Walau di tanah rantau, jauh dari sanak saudara, bukan berarti Idulfitri dilalui dengan sepi. Berkumpul dengan teman sesama muslim, sekaligus (kebetulan) sebangsa setanah air enggak kalah seru, lo. Kapan lagi, kan, halalbihalal bawa alat makan sendiri? Apalagi kalau berkumpul dengan muslim dari negara lain, wah, itu lebih seru karena kita benar-benar merasa dipersatukan oleh akidah, bukan oleh alasan lain. Tentunya kita jadi bisa mencicipi makanan khas negara tersebut. Mudah-mudahan Allah beri kesempatan untuk merasakannya pada Idulfitri yang entah kapan. Hehehe.

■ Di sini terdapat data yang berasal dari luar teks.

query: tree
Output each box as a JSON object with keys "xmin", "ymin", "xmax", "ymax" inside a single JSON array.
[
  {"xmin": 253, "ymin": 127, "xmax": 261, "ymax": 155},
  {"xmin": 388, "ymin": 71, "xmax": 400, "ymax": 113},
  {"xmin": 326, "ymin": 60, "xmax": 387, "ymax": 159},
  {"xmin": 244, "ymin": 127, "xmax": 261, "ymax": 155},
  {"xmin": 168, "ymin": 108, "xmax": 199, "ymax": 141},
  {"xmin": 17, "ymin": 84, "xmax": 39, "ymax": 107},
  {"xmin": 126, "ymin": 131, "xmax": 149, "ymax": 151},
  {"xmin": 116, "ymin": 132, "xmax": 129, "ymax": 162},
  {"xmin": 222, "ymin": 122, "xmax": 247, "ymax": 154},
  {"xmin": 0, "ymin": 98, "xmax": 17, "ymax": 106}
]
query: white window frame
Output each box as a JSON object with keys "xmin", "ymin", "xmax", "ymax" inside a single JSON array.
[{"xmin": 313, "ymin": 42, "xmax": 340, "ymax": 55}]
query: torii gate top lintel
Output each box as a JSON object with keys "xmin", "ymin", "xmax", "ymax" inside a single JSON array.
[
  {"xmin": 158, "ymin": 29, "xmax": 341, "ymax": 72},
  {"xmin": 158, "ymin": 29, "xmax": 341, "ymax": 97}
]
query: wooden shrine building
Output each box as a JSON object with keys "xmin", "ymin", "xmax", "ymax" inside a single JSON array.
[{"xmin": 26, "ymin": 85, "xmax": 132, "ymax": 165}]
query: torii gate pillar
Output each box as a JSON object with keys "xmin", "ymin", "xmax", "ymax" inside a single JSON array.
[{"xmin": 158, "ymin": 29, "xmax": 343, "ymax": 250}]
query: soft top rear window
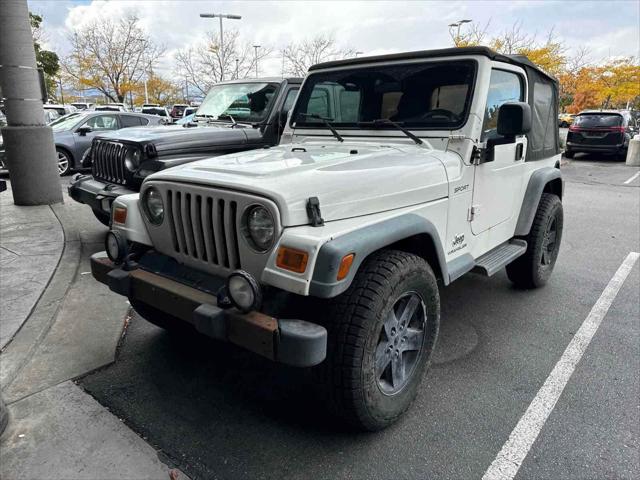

Untuk sekarang sekali lagi, Selamat Idulfitri—bukan Idul Fitri—1443 H. Taqabbalallahu minna wa minkum taqabbal ya karim. Semoga Allah Swt. menerima amal ibadah kita selama Ramadan dan memudahkan kita untuk melanjutkannya sampai bertemu Ramadan tahun depan. Insyaallah. Mohon maaf lahir batin, ya!

Post a Comment

5 Comments

  1. masya Allah seru sekali ceritanya teh.. terima kasih sudah berbagi, jadi bisa tau cerita merayakan Eid di negeri seberang. Met Idul Fitri juga ya teh.. btw, jd penasaran kenapa gitu bukan Idul Fitri tapi Idulfitri?? aku baru tau

    ReplyDelete
  2. Alhamdulillah, ikut senang bacanya Teh Muti.. Selamat Hari Raya Idul Fitri ya Teh, maaf lahir batin, semoga dimudahkan urusan kepulangan ke Indonesia.

    ReplyDelete
  3. Senang ya teh akhirnya bisa ngumpul lagi. Terutama di hari raya yang selama ini aneh bgt karena merayakannya sekeluarga aja di rumah. Semoga menjadi kenangan indah terus ya teh sampai nanti di I done:)

    ReplyDelete
  4. Senangnya teh keburu ikut shalat ied. Di lapangan juga kah? Senang sekali ya setelah 2 tahun, sikonnya kembali normal

    ReplyDelete
  5. Pastinya senang ya semua kembali berangsur normal, apalagi udah mau kembali ke tanah air ya, berarti ini bisa jadi lebaran terakhir di Delft dong.

    Btw aku penasaran, itu ayahnya bawa 2 anak naik sepeda boncengnya kayak gimana? Apakah di letakkan 1 di depan 1 di belakang, atau pakai kereta yang ditarik gitu?